Sometimes. By careful selection of the tenant mix, owners of modern shopping centres have understood the additional draw of grouping clusters of specific retail offerings. Although more challenging arranging retrospectively on an existing high street it is possible by close working between property owners and the wider business community. For example:
A book town is a town or village with a large number of second-hand bookshops sometimes combined with literary festivals of which Hay-on-Wye is the most famous. Hay has changed from a small market town into a mecca for second-hand book lovers and this transformed the local economy. A number of book towns are organised in the International Organisation of Book Towns.

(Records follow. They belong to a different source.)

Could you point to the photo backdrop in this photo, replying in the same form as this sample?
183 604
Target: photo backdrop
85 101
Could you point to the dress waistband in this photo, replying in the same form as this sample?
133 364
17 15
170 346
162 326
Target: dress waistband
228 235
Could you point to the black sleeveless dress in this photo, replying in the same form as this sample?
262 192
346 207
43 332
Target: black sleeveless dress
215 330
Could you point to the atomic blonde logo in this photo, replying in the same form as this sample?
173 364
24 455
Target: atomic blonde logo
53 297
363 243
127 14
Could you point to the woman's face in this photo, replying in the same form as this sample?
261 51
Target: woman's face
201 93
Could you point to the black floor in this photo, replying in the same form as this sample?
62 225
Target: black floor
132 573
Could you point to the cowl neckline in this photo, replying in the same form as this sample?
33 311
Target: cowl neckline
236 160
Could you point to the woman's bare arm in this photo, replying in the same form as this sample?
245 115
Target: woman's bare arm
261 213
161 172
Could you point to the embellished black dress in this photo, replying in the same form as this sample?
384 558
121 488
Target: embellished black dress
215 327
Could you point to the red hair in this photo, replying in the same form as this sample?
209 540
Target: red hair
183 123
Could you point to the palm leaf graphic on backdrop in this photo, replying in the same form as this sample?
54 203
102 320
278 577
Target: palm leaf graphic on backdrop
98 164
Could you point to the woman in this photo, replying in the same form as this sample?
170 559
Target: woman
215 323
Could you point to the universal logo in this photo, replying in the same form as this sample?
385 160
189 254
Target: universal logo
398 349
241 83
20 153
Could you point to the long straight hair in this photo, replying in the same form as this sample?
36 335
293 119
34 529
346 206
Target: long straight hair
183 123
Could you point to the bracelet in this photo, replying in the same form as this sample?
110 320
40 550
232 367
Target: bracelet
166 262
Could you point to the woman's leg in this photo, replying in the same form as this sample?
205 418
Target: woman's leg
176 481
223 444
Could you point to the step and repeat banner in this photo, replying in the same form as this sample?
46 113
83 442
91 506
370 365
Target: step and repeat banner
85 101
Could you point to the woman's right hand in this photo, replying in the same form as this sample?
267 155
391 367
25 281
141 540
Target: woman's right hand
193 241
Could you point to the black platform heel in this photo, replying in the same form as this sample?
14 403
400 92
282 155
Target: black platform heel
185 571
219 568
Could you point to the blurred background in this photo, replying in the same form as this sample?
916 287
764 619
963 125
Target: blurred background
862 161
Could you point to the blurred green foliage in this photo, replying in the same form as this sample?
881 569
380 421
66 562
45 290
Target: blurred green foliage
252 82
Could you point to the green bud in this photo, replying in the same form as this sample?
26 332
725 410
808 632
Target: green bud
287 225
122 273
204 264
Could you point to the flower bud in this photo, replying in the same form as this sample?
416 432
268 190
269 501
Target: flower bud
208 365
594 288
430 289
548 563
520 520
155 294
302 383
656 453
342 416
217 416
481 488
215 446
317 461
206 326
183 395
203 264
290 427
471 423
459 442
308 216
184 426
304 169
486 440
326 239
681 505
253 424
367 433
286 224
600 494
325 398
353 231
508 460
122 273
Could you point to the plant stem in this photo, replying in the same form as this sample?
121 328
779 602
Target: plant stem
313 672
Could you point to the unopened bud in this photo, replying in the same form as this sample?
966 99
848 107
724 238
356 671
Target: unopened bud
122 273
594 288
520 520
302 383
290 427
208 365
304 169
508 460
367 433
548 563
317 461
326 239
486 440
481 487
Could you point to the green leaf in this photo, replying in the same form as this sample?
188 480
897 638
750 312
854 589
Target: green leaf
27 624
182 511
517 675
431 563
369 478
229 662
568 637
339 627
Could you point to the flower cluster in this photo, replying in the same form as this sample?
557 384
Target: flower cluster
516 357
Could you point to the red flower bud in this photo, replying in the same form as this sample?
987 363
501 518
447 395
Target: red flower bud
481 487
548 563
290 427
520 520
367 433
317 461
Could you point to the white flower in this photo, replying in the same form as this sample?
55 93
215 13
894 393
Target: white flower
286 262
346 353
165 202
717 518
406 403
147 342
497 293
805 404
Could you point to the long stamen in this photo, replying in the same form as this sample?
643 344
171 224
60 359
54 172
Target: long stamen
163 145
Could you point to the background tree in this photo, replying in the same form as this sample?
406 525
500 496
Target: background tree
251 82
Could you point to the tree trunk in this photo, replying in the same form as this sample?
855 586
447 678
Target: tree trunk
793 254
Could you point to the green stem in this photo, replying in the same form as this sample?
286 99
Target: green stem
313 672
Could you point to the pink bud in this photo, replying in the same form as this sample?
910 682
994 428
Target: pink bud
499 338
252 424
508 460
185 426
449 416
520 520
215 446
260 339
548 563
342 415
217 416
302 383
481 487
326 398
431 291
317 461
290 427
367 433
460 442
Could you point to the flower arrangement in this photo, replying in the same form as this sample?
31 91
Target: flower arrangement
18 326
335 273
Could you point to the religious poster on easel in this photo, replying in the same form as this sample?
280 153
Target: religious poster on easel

Over the past two decades, Old Spitalfields Market has again established itself as a thriving market. A visitor to the market stalls and independent shops can find that hidden jewel, from jewel encrusted vintage boots, art deco sofas to rare vinyl for enthusiasts. At the end of 2005, after 18 years of sensitive preparation, the Spitalfields regeneration programme was completed. This regeneration has resulted in the creation of two new public spaces, Bishops Square and Crispin Place, a public art programme, an events programme, the restoration of several historic streets in E1 and a selection of carefully selected new retailers and restaurants. Spitalfields is no longer considered just a Sunday destination it has evolved into one of London's favourite and most vibrant areas. It is also a serious fashion destination.
The guru of clusters is Michael Porter and his theories have been used the world over to support nations, regions or town and city centres to use these drivers to support economic growth. Most relevant here is his work at the Initiative for the Competitive Inner City although he tends to look at broader business sectors than just high street retail his findings are highly relevant to our high streets and town centres. ICIC recommend the use of a cluster led approach to find market opportunities and focus business attraction and retention efforts; promote anchor institutions as key economic and community drivers; and accelerate business development by improving access to captital and providing business and management education for business owners and connecting them to procurement and supply chain networks.
In a retail context our traditional high streets could learn from modern shopping centres approach to clusters and 'tenant mix'. Research suggests that whilst modern centres have not achieved a high level of sophistication in this area they do tend to focus and shape marketing strategies with clear priority targets and are increasingly looking at ways and means that individual tenants can work with each other and the centre landlord to achieve common marketing and business development goals. An obvious way to manage this process on high streets would be through a Business Improvement District in which one of the objectives was to build a specific niche or cluster to ensure wider catchment.